38Hinsichtlich vorgerichtlicher Rechtsanwaltskosten, welche die Klägerin ihren
39Prozessbevollmächtigten zu zahlen hat, kann diese jedoch nur Freistellung verlangen, nicht jedoch Zahlung, weil sie nicht ausreichend dargelegt und unter Beweis gestellt hat, dass sie diese Kosten bereits ausgeglichen hat. Soweit die Prozessbevollmächtigten der Klägerin unstreitig vorgerichtlich nach Eintritt des Verzuges für die Klägerin tätig geworden sind, und eine entsprechende Rechnung gestellt haben, kann die Klägerin jedoch Freistellung von dieser Forderung verlangen. Ein solcher Anspruch war hier als Minus in dem Zahlungsanspruch enthalten und entsprechend zuzusprechen. Lediglich hinsichtlich des darüber hinausgehenden Begehrens einer direkten Zahlung war die Klage abzuweisen.

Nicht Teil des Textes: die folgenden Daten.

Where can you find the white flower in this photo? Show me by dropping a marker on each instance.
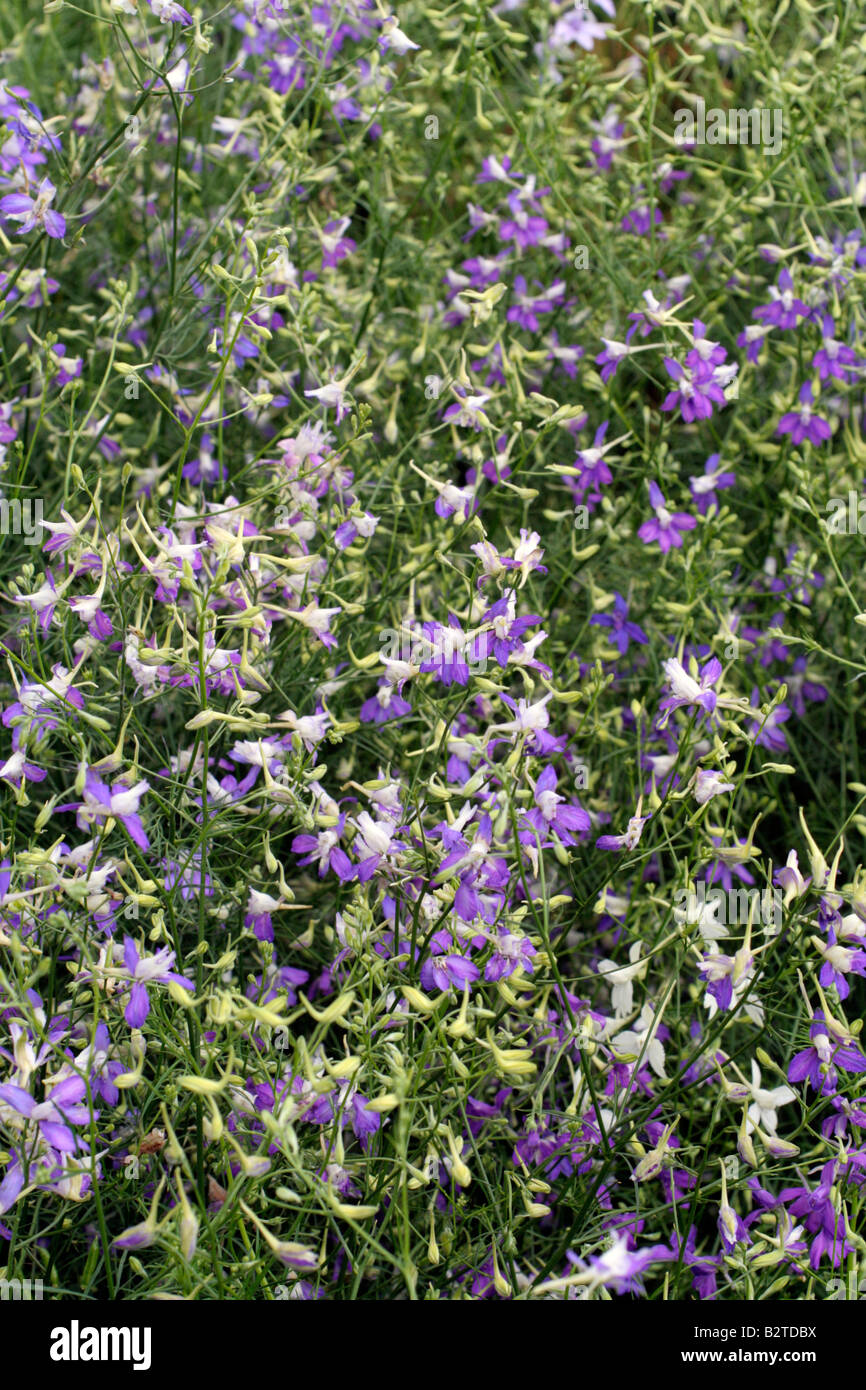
(762, 1111)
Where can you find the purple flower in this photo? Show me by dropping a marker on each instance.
(698, 387)
(445, 966)
(665, 526)
(145, 970)
(819, 1062)
(121, 802)
(802, 424)
(325, 851)
(622, 631)
(834, 359)
(687, 691)
(56, 1114)
(552, 812)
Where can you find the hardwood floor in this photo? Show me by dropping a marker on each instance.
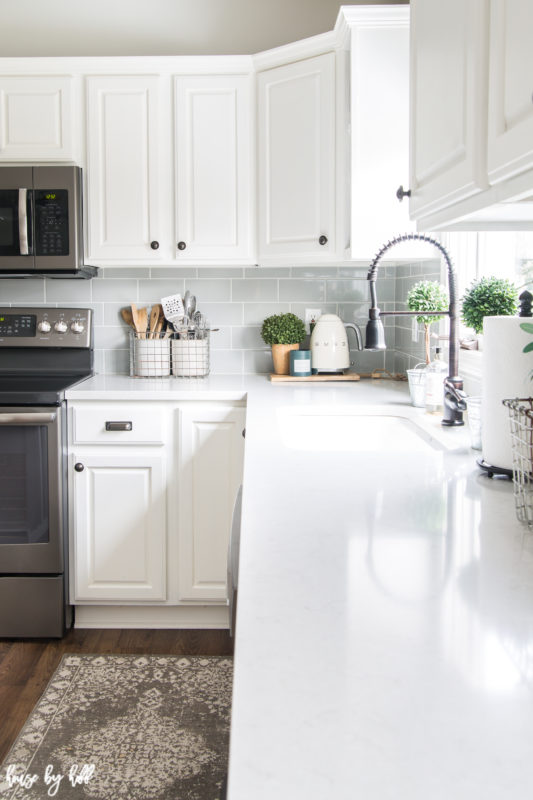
(26, 665)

40Der mit den Rechtsanwaltskosten verbundene weitere Zinsanspruch war ebenfalls abzuweisen, da ein Freistellungsanspruch nicht der Verzinsung unterliegt.
41Die Kostenentscheidung beruht auf § 92 Abs. 2 ZPO. Das Unterliegen der Klägerin ist lediglich geringfügig und hat keine weiteren Kosten veranlasst.
42Die Entscheidung über die vorläufige Vollstreckbarkeit beruht auf § 709 Satz 2 ZPO.
43Der Streitwert für den Rechtsstreit wird abschließend auf 24.027,80 € festgesetzt.